By Shehana Dain
CSE Chairman Vajira Gunatilaka yesterday revealed that Real Estate Investment Funds (REITS) are on the cards for the stock exchange in 2016.
Noting that unanimous sentiments around the country are positive towards real estate investments, he however said that physical purchasing comes at a hefty price tag therefore the second best option lies in a creating a paper market, which will ultimately be in the stock exchange.
“REITS will be equal to unit trusts; the whole idea is, instead of securities in a unit trust, REITS will hold real estate. There will be a management company that will manage the real estate actively. We don’t have that expertise right now to trade, buy, sell and develop it. This can become one of the major capital market activities,” he said.
There will be two types of REITS, of which one will be rental yields and the other will be development yields.
According to Kulatilaka rental yields will not be feasible in a country like Sri Lanka due to increasing interest rates.

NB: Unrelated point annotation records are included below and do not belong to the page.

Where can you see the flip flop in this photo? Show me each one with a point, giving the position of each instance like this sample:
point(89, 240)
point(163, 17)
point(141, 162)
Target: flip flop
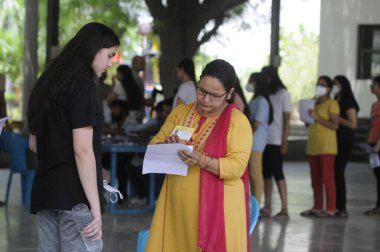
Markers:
point(282, 215)
point(264, 213)
point(309, 213)
point(325, 214)
point(372, 212)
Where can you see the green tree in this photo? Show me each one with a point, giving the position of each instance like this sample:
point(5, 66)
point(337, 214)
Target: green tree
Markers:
point(184, 25)
point(298, 70)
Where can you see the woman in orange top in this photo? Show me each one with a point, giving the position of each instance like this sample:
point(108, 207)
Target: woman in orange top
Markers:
point(207, 210)
point(322, 149)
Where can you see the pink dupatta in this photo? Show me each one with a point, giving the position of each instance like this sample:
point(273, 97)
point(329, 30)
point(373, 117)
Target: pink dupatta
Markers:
point(211, 226)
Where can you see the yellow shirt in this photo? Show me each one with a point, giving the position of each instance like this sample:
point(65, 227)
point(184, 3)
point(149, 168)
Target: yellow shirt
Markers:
point(322, 140)
point(175, 221)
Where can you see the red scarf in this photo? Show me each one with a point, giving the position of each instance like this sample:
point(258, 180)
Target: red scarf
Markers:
point(211, 226)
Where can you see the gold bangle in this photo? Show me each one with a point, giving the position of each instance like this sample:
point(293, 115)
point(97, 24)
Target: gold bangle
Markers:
point(209, 163)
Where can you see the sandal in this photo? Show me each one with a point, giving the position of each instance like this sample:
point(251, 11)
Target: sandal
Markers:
point(309, 213)
point(264, 213)
point(325, 214)
point(341, 213)
point(373, 212)
point(282, 215)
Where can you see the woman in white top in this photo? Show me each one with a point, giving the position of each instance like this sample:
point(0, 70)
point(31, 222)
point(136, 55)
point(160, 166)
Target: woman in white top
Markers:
point(186, 74)
point(277, 143)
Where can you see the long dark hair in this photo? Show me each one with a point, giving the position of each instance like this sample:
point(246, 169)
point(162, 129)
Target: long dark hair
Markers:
point(346, 94)
point(135, 97)
point(271, 76)
point(224, 72)
point(187, 65)
point(328, 81)
point(262, 89)
point(72, 64)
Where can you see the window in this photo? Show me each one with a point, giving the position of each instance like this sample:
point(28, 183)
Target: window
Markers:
point(368, 51)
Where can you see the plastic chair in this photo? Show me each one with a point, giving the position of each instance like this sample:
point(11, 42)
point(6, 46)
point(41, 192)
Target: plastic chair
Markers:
point(16, 145)
point(142, 240)
point(254, 213)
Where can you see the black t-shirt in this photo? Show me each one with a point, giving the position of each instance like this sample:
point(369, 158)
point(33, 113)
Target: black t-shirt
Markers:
point(343, 131)
point(56, 184)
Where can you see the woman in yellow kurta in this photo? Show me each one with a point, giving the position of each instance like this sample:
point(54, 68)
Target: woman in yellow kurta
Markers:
point(175, 222)
point(322, 148)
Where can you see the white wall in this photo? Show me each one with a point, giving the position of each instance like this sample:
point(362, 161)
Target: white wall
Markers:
point(338, 43)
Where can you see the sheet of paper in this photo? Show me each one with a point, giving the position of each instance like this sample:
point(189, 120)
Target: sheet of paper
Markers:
point(2, 122)
point(304, 107)
point(184, 133)
point(163, 158)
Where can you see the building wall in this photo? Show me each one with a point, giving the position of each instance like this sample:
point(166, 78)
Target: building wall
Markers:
point(338, 43)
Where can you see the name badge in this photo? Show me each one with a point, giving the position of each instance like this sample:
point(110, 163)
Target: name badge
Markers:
point(183, 132)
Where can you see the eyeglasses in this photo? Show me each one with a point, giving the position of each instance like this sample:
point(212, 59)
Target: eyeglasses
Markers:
point(213, 96)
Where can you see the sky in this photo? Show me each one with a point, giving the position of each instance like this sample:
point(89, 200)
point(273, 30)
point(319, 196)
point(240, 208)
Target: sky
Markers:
point(248, 49)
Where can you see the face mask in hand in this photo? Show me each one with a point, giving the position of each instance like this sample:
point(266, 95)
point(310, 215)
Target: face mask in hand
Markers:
point(250, 88)
point(320, 91)
point(334, 91)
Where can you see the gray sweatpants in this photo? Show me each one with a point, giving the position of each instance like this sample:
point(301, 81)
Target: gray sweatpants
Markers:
point(57, 232)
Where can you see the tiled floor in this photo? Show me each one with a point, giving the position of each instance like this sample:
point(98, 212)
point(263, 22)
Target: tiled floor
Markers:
point(358, 233)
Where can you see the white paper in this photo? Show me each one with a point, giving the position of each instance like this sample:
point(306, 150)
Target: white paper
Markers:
point(374, 160)
point(2, 122)
point(304, 107)
point(163, 158)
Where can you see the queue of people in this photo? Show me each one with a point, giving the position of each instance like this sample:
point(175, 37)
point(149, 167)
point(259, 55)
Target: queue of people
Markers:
point(234, 153)
point(329, 145)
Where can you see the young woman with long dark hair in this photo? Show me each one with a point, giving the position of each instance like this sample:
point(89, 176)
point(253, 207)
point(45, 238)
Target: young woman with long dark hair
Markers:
point(261, 116)
point(277, 142)
point(349, 109)
point(65, 124)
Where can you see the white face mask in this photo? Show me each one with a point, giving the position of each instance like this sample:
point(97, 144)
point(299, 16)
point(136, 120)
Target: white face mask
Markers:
point(250, 88)
point(320, 91)
point(334, 91)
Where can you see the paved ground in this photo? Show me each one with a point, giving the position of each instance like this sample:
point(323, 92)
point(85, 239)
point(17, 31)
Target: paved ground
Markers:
point(357, 233)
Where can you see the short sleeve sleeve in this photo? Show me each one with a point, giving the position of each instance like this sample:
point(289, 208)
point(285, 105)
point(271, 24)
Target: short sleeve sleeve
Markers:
point(286, 101)
point(82, 104)
point(262, 110)
point(334, 108)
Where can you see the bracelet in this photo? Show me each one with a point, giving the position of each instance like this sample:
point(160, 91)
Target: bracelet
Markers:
point(203, 160)
point(209, 163)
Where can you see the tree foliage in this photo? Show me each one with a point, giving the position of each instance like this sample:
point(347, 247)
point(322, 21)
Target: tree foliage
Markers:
point(11, 31)
point(184, 25)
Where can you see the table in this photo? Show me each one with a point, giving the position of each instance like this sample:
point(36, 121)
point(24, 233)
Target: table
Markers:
point(114, 149)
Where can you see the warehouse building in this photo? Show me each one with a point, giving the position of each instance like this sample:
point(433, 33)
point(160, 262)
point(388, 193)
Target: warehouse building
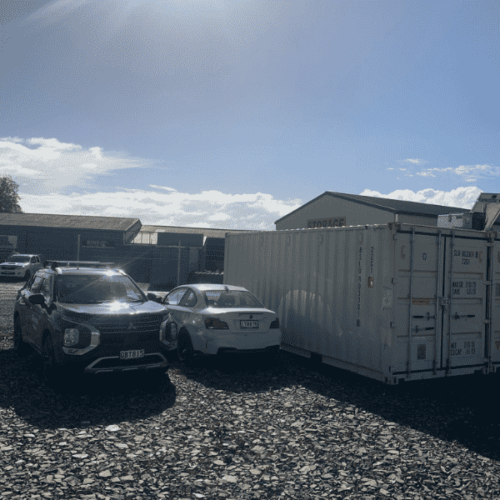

“When interest rates are going up, one place where they will suffer will be real estate. If the interest rate is 5% in the country and rental REITS is 10%, people will flock together and start buying. However here it’s not so and people will prefer Government bonds over this. On the other hand development REITS are quite important because they can be sold and will give higher returns.”
Local realtors welcomed the new move by the CSE. Speaking on behalf of the industry, Steradian Capital Investments Director Hardy Jamaldeen said: “REITS is such an important component; our capital market is very small and if you really want to give scale in terms of land value and development activity, this is the way to go. We are hopeful that after a year or so it would come in but again another set of legislation should come into play.”
Noting that REITS would enable developers to look into and pump capital into niche areas such as industrial warehousing, accommodation for professionals who come into Colombo and affordable apartments, he said that REITS would help unblock capital tied up in buildings.
“After REITS comes, it won’t just be a simple case of valuing a land and building; you start valuing land and building and also the income stream which will be very important. This is what we will be pushed to do,” he added.
However, he pointed out that in terms of a REIT 70% should be income driven and 30% development, stressing that education and transparency were vital before the product rolls out.